Domingo 12 de Junio de 2022 | Matutina para Adolescentes | Nicole Brown-Simpson es asesinada

Nicole Brown-Simpson es asesinada

“Vi a los muertos, tanto grandes como pequeños, de pie delante del trono de Dios. Los libros fueron abiertos, entre ellos el libro de la vida. A los muertos se les juzgó de acuerdo a las cosas que habían hecho, segúnlo que estaba escrito en los libros” (Apocalipsis 20:12, NTV).

Uno de los jugadores de fútbol americano más famosos fue O. J. Simpson. Sus triunfos son paralelos a sus carreras llevando el balón… y siguen y siguen. Sus logros más célebres son los siguientes: fue un jugador universitario estadounidense, ganó el prestigioso Trofeo Heisman, formó parte del equipo de estrellas de la Pro Bowl, fue el Jugador Más Valioso de la NFL, ostentó el récord de carreras en una sola temporada, fue nombrado Jugador de la Década de la NFL por el Pro Football Monthly, y entró en el Salón de la Fama del Fútbol Universitario y en el Salón de la Fama del Fútbol Profesional.

Pero, si se quitan las luces, los postes de la portería, el crujido de los cascos que chocan, sus compañeros de equipo, el campo y los aficionados, aparece un hombre muy diferente. Se dice que tenía problemas de manejo de la ira, probablemente una de las causas de la ruptura de su matrimonio. Y el 12 de junio de 1994, la nación entera y gran parte del mundo se quedaron boquiabiertos cuando se difundió la noticia de que Nicole Brown-Simpson, la exesposa de Simpson, y Ron Goldman, un conocido de ella, habían sido brutalmente apuñalados hasta la muerte fuera de la casa de Nicole en Brentwood, California. La verdadera pregunta sigue siendo: ¿Es O. J. Simpson culpable de sus asesinatos? ¿Tenía él mismo el cuchillo ensangrentado? ¿Contrató a alguien para que lo hiciera por él? ¿Era totalmente inocente? Aunque un tribunal penal lo declaró inocente, y luego un tribunal civil lo declaró responsable, es posible que nunca lo sepamos. Hoy en día, con muchas de estas preguntas aún sin resolver, esa tragedia y los juicios que siguieron todavía representan uno de los acontecimientos más conocidos del siglo XX.

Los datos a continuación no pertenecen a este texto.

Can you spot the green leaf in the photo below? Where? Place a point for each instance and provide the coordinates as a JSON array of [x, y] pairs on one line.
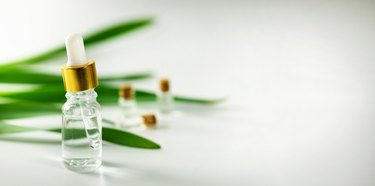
[[112, 135], [90, 40], [8, 129], [15, 110], [106, 95]]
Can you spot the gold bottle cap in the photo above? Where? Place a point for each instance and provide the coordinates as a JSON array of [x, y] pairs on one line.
[[164, 85], [126, 91], [80, 78], [149, 120]]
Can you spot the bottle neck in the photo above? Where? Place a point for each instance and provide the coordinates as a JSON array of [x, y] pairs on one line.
[[82, 96]]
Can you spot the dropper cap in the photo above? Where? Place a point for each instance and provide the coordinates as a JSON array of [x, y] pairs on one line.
[[164, 85], [79, 74], [149, 120], [126, 92]]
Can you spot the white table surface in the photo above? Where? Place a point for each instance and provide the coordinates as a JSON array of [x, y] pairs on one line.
[[299, 78]]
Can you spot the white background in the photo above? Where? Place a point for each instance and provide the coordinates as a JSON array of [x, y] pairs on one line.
[[298, 77]]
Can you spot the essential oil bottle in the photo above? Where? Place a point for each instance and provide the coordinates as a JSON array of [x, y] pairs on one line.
[[165, 98], [81, 121]]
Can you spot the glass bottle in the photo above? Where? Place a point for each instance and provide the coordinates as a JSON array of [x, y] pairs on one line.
[[81, 120], [81, 131]]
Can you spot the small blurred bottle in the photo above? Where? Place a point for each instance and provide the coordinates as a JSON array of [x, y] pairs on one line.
[[128, 107], [165, 98]]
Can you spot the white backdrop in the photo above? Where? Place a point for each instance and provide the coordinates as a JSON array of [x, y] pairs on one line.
[[298, 77]]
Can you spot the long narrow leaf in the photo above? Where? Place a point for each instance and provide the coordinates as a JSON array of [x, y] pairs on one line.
[[112, 135], [23, 76], [106, 95]]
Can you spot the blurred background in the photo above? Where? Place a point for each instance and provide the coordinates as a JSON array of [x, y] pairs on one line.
[[297, 75]]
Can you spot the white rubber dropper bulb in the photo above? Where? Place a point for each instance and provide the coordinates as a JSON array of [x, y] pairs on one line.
[[75, 50]]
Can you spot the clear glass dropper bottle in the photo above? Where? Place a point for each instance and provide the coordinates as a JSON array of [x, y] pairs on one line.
[[82, 123]]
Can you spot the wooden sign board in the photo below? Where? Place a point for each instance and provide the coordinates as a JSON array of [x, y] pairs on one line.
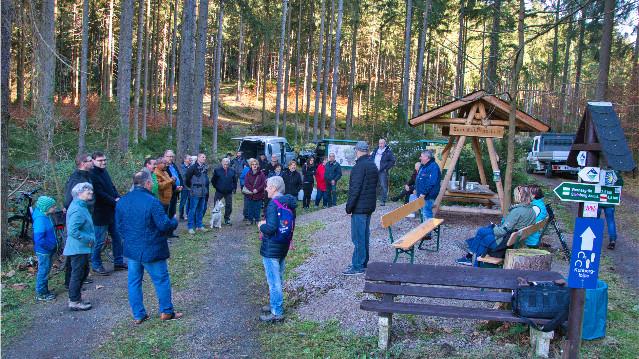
[[476, 131]]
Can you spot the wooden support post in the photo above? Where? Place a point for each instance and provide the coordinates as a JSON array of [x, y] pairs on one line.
[[444, 185], [384, 323], [540, 342], [479, 161], [494, 164]]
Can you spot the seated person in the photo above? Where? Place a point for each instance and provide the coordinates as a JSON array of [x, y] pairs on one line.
[[539, 207], [409, 187], [492, 239]]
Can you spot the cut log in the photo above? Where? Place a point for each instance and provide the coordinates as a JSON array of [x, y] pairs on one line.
[[528, 259]]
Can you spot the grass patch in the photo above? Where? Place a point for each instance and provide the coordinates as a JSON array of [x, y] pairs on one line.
[[296, 338], [156, 338], [16, 302]]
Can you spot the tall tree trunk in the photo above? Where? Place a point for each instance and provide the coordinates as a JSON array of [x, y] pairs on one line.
[[601, 91], [493, 55], [297, 72], [352, 75], [336, 61], [406, 68], [239, 60], [320, 53], [564, 76], [172, 71], [138, 71], [514, 88], [578, 62], [555, 46], [83, 76], [6, 24], [216, 93], [420, 58], [327, 67], [44, 45], [185, 85], [199, 72]]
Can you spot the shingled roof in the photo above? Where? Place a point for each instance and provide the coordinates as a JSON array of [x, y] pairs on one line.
[[609, 135], [496, 108]]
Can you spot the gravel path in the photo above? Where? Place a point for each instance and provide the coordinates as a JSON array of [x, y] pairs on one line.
[[319, 283], [219, 313]]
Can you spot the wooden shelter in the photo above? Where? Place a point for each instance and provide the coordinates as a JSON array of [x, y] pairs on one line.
[[478, 116]]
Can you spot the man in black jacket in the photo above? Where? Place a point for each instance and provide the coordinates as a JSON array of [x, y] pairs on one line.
[[360, 205], [84, 164], [106, 197], [384, 160], [224, 180]]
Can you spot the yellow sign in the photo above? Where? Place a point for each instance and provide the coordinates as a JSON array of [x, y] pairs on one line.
[[476, 131]]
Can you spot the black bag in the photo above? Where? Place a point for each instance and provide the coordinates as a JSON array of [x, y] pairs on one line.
[[542, 300]]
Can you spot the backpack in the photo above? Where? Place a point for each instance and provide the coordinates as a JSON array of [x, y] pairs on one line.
[[286, 223]]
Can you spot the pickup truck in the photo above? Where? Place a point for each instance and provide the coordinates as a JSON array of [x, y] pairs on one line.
[[549, 154]]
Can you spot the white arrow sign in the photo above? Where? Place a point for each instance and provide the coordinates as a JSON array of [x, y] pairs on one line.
[[587, 239], [590, 174]]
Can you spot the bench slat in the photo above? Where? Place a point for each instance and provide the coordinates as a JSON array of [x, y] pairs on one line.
[[444, 311], [397, 214], [438, 292], [409, 239], [453, 276]]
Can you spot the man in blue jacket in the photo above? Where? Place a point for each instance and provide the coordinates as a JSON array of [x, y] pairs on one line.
[[361, 203], [427, 182], [332, 174], [224, 180], [144, 226], [384, 160]]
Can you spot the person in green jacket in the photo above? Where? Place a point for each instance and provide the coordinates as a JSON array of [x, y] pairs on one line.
[[611, 178], [80, 237]]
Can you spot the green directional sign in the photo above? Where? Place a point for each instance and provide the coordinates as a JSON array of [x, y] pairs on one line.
[[588, 192]]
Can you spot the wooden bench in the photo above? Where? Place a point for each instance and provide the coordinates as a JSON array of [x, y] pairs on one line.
[[406, 244], [514, 241], [457, 285]]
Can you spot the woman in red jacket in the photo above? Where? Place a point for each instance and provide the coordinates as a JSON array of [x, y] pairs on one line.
[[321, 184], [254, 185]]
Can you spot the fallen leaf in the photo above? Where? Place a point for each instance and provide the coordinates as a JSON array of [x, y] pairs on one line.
[[19, 286]]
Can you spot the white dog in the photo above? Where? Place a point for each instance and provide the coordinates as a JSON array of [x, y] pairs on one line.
[[216, 214]]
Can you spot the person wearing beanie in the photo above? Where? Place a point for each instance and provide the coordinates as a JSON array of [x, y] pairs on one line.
[[44, 245]]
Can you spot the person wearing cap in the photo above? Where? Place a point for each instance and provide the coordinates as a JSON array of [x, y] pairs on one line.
[[44, 245], [384, 161], [361, 203], [80, 239]]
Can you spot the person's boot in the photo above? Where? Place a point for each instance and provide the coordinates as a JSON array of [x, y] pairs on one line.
[[79, 306]]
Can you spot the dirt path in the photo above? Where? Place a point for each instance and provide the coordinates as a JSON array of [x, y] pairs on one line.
[[626, 254], [220, 315]]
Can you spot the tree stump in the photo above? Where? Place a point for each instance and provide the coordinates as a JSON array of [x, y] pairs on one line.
[[528, 259]]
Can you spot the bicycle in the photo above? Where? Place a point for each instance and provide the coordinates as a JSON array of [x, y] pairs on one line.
[[24, 215]]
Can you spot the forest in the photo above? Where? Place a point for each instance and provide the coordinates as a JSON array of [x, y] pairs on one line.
[[305, 69]]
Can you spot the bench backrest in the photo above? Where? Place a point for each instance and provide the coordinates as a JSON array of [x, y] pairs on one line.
[[469, 277], [397, 214], [526, 232]]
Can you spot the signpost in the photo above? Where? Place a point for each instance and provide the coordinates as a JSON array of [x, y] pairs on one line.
[[586, 253], [588, 192]]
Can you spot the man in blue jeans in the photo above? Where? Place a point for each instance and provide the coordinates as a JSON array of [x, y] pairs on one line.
[[144, 225], [361, 203], [106, 196], [427, 182]]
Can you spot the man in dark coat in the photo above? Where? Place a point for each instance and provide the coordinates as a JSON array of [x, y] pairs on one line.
[[82, 174], [224, 180], [332, 174], [360, 205], [106, 196], [384, 160], [144, 226]]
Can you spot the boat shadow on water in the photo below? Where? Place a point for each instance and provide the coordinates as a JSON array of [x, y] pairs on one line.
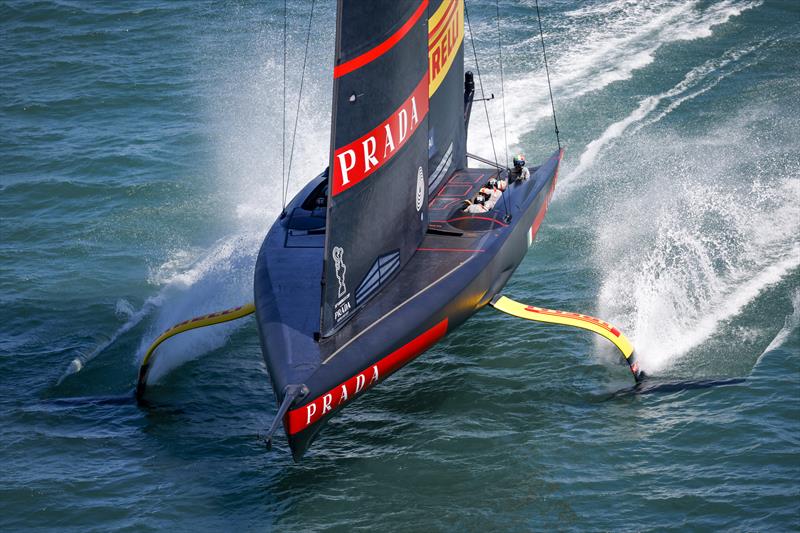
[[664, 386]]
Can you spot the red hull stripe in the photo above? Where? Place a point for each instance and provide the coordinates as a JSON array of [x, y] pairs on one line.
[[296, 420], [370, 55], [355, 161]]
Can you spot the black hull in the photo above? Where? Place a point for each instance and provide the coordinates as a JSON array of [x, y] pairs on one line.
[[461, 265]]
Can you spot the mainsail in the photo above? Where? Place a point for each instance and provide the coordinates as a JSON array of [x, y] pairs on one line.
[[397, 119], [447, 150]]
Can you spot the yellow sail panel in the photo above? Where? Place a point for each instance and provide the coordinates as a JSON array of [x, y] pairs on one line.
[[445, 35], [577, 320]]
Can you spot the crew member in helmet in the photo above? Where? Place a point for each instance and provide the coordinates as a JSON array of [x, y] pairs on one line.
[[487, 197], [519, 172]]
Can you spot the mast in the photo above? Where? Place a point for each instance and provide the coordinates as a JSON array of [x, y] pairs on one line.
[[377, 194], [397, 133]]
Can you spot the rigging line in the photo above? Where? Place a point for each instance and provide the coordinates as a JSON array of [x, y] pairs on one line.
[[283, 130], [547, 71], [503, 100], [300, 95], [480, 82], [502, 82]]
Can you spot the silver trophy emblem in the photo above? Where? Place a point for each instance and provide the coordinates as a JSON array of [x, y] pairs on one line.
[[341, 268]]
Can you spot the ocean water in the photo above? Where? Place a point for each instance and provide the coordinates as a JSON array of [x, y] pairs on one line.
[[140, 167]]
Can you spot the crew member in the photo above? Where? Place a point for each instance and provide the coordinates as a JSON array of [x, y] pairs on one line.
[[519, 172], [487, 197]]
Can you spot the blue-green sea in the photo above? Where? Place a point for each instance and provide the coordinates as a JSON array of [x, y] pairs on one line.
[[140, 167]]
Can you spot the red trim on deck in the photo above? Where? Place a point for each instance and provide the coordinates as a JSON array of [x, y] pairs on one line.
[[373, 54], [473, 218], [296, 420], [449, 250]]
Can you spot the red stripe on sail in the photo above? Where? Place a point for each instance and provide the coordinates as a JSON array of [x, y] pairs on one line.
[[370, 55], [360, 158], [299, 419]]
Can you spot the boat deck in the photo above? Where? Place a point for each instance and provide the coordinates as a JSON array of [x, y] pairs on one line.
[[294, 257]]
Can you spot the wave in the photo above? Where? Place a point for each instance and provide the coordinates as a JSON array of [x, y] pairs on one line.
[[705, 76], [709, 225], [790, 325]]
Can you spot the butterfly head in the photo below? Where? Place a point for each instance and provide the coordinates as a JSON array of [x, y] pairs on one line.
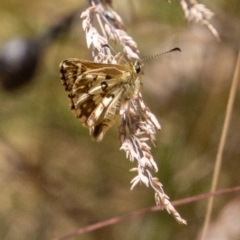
[[138, 67]]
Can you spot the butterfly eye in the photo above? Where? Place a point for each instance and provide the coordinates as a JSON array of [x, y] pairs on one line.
[[137, 68]]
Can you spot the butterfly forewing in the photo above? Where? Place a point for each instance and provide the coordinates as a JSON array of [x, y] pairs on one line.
[[96, 91]]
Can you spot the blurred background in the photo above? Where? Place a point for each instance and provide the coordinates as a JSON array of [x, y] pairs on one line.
[[55, 179]]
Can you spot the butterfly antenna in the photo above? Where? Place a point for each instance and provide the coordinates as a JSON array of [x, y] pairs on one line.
[[172, 50]]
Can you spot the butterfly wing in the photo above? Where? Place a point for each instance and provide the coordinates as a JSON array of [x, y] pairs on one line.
[[95, 92]]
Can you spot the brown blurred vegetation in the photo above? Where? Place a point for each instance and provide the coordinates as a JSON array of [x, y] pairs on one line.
[[54, 179]]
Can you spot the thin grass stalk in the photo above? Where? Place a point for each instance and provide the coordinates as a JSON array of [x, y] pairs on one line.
[[218, 161]]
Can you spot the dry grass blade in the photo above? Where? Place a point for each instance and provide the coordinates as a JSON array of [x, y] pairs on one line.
[[221, 145]]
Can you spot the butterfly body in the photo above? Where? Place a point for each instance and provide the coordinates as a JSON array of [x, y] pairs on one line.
[[97, 91]]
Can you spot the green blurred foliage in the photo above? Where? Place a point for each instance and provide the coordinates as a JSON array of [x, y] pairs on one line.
[[54, 178]]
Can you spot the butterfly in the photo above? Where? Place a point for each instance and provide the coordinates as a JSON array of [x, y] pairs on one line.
[[97, 91]]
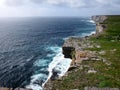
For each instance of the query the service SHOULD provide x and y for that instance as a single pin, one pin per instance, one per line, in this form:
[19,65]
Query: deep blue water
[28,45]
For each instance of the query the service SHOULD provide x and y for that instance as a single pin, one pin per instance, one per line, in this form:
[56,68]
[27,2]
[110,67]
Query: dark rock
[67,51]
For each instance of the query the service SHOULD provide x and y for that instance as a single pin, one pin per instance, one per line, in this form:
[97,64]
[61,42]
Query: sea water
[30,48]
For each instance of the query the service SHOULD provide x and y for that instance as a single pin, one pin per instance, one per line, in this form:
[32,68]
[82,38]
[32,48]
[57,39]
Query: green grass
[108,70]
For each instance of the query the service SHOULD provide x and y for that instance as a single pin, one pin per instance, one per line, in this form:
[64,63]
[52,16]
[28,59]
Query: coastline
[49,83]
[80,51]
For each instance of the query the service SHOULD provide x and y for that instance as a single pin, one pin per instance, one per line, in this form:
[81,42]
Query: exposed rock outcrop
[100,25]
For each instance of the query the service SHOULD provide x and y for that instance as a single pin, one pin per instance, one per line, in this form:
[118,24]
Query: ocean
[31,47]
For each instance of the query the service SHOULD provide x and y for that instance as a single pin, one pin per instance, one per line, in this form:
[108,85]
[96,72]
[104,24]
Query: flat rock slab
[95,88]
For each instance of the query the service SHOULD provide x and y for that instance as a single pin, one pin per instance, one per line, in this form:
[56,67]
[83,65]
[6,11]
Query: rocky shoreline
[76,49]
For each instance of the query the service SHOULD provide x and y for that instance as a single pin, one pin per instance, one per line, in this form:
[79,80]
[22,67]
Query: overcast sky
[29,8]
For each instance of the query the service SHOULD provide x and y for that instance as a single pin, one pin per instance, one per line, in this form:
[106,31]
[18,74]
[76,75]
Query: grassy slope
[108,70]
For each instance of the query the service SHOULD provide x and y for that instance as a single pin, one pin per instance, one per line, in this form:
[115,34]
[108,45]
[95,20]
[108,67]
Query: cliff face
[100,25]
[77,44]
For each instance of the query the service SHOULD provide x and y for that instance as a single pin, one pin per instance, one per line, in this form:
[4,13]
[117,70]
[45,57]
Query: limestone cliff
[100,25]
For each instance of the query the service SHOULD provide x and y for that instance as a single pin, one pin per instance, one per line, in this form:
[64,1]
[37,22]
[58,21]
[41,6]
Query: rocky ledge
[14,89]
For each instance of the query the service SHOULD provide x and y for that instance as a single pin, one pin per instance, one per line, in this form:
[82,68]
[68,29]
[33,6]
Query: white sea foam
[58,63]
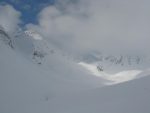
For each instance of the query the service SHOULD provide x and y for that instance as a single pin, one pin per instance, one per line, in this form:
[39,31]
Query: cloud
[9,18]
[97,25]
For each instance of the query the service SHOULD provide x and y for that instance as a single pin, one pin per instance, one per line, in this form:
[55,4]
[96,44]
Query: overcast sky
[83,26]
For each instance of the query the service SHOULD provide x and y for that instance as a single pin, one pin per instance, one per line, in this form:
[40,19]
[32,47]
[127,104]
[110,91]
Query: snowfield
[37,78]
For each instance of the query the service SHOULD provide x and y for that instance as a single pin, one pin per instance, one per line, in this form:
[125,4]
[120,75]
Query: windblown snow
[36,77]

Mientras que muchas personas creen que fue inocente, muchas otras creen que era culpable y que se libró demasiado fácil de sus atroces crímenes. Una cosa es segura: si es culpable, pagará por sus pecados. Aunque salió libre del juicio de un tribunal terrenal, no podrá evitar el juicio del celestial.

Cuando llevamos una vida oculta de pecado, solo estamos escondiendo un barril de pólvora que, tarde o temprano, estallará. Como un cáncer que crece en lo más profundo de los tejidos, el pecado va trazando caminos destructivos hasta que el daño es irreparable. Pero, Jesús puede liberarnos del poder del pecado. Él puede hacernos fuertes para resistir la tentación si le pedimos ayuda.